8.3.6 ANR Re-Trusting
Participants: Olivier Sentieys, Angeliki Kritikakou, Marcello Traiola, Silviu-Ioan Filip.
- Program: ANR PRC
- Project acronym: Re-Trusting
- Project title: REliable hardware for TRUSTworthy artificial INtelliGence
- Duration: Oct. 2021 - Sep. 2025
- Coordinator: INL
- Other partners: LIP6, TARAN, THALES
To be able to run Artificial Intelligence (AI) algorithms efficiently, customized hardware platforms for AI (HW-AI) are required. Reliability of hardware becomes mandatory for achieving trustworthy AI in safety-critical and mission-critical applications, such as robotics, smart healthcare, and autonomous driving. The RE-TRUSTING project develops fault models and performs failure analysis of HW-AIs to study their vulnerability with the goal of “explaining” HW-AI. Explaining HW-AI means ensuring that the hardware is error-free and that the AI hardware does not compromise the AI prediction accuracy and does not bias AI decision-making. In this regard, the project aims at providing confidence and trust in decision-making based on AI by explaining the hardware wherein AI algorithms are being executed.
8.3.7 DGA/INRIA Sniffer
Participants: Olivier Sentieys.
- Program: DGA/INRIA joint call on AI
- Project acronym: Sniffer
- Project title: Non-intrusive monitoring of mains operated equipment
- Duration: Feb. 2020 - Mar. 2022
- Partners: TARAN, DGA-MI
Based on the SmartSense platform and on high-frequency traces of the power consumption of individual electrical appliances and building-level power monitoring, the aim of Sniffer is the detection and surveillance of equipment connected to the mains supply.
8.3.8 Labex CominLabs - LeanAI (2021-2024)
Participants: Silviu-Ioan Filip (PI), Olivier Sentieys, Steven Derrien.Recent developments in deep learning (DL) are putting a lot of pressure on and pushing the demand for intelligent edge devices capable of on-site learning. The realization of such systems is, however, a massive challenge due to the limited resources available in an embedded context and the massive training costs for state-of-the-art deep neural networks. In order to realize the full potential of deep learning, it is imperative to improve existing network training methodologies and the hardware being used. LeanAI will attack these problems at the arithmetic and algorithmic levels and explore the design of new mixed numerical precision hardware architectures that are at the same time more energy-efficient and offer increased performance in a resource-restricted environment. The expected outcome of the project includes new mixed-precision algorithms for neural network training, together with open-source tools for hardware and software training acceleration at the arithmetic level on edge devices. Partners: TARAN, LS2N/OGRE, INRIA-LIP/DANTE.

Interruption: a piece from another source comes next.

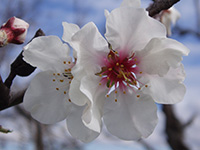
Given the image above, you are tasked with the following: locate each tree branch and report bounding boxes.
[0,29,44,111]
[146,0,180,17]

Participants: Emmanuel Casseau, François Charot, Daniel Chillet, Steven Derrien, Silviu-Ioan Filip, Cédric Killian, Angeliki Kritikakou, Simon Rokicki, Olivier Sentieys, Marcello Traiola.
9.1 Promoting scientific activities
9.1.1 Scientific events: organisation
Member of the organizing committees
- D. Chillet was in the Organizing Committee of HiPEAC Rapido'22.
- A. Kritikakou was in the Organizing Committee of INRIA Scientific days (JSI) 2022.
- M. Traiola was in the Organizing Committees of IEEE/ACM Design Automation and Test in Europe (DATE) 2022, IEEE VLSI Test Symposium (VTS) 2022, IEEE International Symposium on On-Line Testing and Robust System Design (IOLTS) 2022, IEEE International Workshop on Silicon Lifecycle Management (SLM) 2022, European Automotive Reliability, Test, and Safety workshop (eARTS) 2022, and European Workshop on Silicon Lifecycle Management (eSLM) 2022
9.1.2 Scientific events: selection
Chair of conference program committees
- O. Sentieys was the Chair of the D9 Track on Architectural and Microarchitectural Design at IEEE/ACM DATE 2022.
- O. Sentieys served as a committee member in the IEEE EDAA Outstanding Dissertations Award (ODA) 2022.
- D. Chillet was the Session Program Co-Chair of Gretsi 2022.
- A. Kritikakou was the Chair for the Computer-Aided Design and Verification Track and the Student Research Forum at ISVLSI 2022.
- A. Kritikakou was the Chair for the Brief Presentations Track at RTAS 2022.
- A. Kritikakou was the Chair for the Artifact Evaluation at ECRTS 2022.
- M. Traiola was the Technical program Co-Chair for the IEEE Workshop on Silicon Errors in Logic – System Effects (SELSE) 2022
Member of the conference program committees
- D. Chillet was member of the technical program committee of HiPEAC Rapido, HiPEAC WRC, DSD, ComPAS, DASIP, ARC.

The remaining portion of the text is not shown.